Seorang guru ngaji berada di antara anak-anak yang sedang ‘nderes’ Alquran itu. Membacakan satu-dua ayat pada setiap anak, yang harus dibaca ulang dengan benar, sebelum diperbolehkan beralih dari ‘dampar’ itu.  Untuk mengulang dan mengulang kembali hingga terdengar suara bedug ditabuh dan suara adzan berkumandang pertanda waktu sholat isya’ telah tiba.

Pada dampar tua di masjid sederhana yang kayu-kayu jendelanya sudah keropos dimakan rayap itulah cerita masa kecil ku berpusat. Dari aku mulai belajar mengenal huruf demi huruf “alif ba’ ta’ “, ayat demi ayat, lembar demi lembar hingga aku khatam Alquran.

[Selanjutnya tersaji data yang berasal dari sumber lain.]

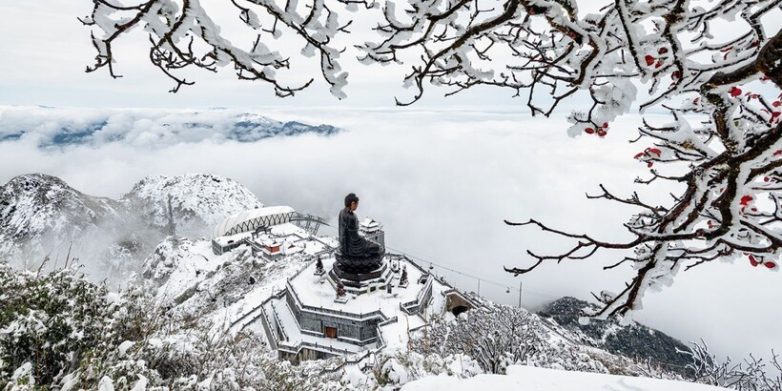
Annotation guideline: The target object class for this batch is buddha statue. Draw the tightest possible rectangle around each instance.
[336,193,385,274]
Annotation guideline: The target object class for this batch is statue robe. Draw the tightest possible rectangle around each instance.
[339,208,382,258]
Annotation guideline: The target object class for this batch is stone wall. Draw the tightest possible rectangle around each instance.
[285,292,382,343]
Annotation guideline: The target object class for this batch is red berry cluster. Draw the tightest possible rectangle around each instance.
[644,47,681,69]
[748,254,777,269]
[634,147,663,167]
[584,122,608,137]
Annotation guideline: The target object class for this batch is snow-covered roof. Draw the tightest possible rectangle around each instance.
[214,232,250,247]
[359,217,380,230]
[215,206,294,237]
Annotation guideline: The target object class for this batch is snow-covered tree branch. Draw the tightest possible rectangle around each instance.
[84,0,782,317]
[80,0,356,99]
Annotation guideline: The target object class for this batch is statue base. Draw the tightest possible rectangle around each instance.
[334,251,385,281]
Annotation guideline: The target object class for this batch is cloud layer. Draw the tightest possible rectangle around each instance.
[0,108,782,362]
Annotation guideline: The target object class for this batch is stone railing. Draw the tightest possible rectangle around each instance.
[286,281,386,321]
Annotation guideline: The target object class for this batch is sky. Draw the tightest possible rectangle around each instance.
[0,0,782,368]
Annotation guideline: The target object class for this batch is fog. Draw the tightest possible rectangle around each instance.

Ketika aku beranjak remaja, aku kembali belajar mengaji di pesantren. Masih juga belajar membaca Alquran setiap habis sholat Subuh hingga pukul 6 pagi. Dibawah bimbingan para ustad. Sementara antara Maghrib dan insya’ aku mulai belajar tafsir Alquran, dibawah bimbingan para kyai. Ustad dan para kyai yang tulus mengabdi, yang ikhlas mengajar nyaris tanpa dibayar.

***

Satu hari secara tidak sengaja, aku menemukan sosok bersahaja, salah satu guru ngaji ku dulu, pada sebuah video di youtube. Kepadanya, aku berhutang budi. Beliaulah, yang membenarkan bacaan sholat saya dari bismillah hingga assalamualaikum. Membenarkan bacaan sholat  saya dari huruf ke huruf, dari kata ke kata, dari ayat ke ayat. Masih seperti dahulu, kesederhanaanya dan kebersahajaanya, dan ketulusanya. Kepada guru-guru ngaji itulah, aku belajar tentang ketulusan dalam mengabdi, keikhlasan tanpa pamrih semata karena Allah swt. Yang memegang teguh hadist: “Koirukum man ta’allamal quran wa’alamahu”– sebaik-baik dari kamu adalah orang yang belajar alquran dan mengajarkanya.

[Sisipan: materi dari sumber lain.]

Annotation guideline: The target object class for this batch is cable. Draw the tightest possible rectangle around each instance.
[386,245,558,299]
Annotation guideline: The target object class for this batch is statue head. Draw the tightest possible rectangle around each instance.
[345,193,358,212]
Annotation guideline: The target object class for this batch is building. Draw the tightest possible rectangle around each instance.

Kawan, masihkan kalian mengingat guru ngaji sampean?

Meski sepertinya, sudah tidak ada lagi cerita guru umar bakri karena sudah adanya sertifikasi profesi, yang menjadikan profesi guru menjadi naik gengsi. Percayalah di pelosok negeri sana, masih banyak guru-guru honorer yang rasanya tak mungkin mendapatkan sertifikasi profesi karena tidak ada kesempatan untuk menjadi sarjana pendidikan, prasyarat untuk sertifikasi. Guru-guru yang mengabdi negeri dengan ketulusan hati, bukan karena gengsi profesi yang menjanjikan kemurahan materi.

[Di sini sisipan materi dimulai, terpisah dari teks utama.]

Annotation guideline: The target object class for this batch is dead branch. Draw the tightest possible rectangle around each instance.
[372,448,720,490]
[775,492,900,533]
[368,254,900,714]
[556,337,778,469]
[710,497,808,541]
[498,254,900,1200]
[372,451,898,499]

Meski sekarang sudah banyak guru-guru ngaji yang mendirikan sekolah SDIT (sekolah dasar islam terpadu), yang mencoba berbisnis agama di tangga syurga dengan keuntungan yang tinggi. Yang mencoba membatasi akses hanya untuk anak-anak dari orang-orang yang berani membayar dengan biaya yang sangat tinggi. Percayalah, di pelosok negeri sana masih ada para guru ngaji yang tulus berbagi. Di surau-surau sederhana, menghidupkan lentera ilmu agama, membentengi akhlak anak-anak negeri. Buat mereka, bayaran ridlo yang maha kuasa, jauh lebih bermakna dari bayaran harta benda.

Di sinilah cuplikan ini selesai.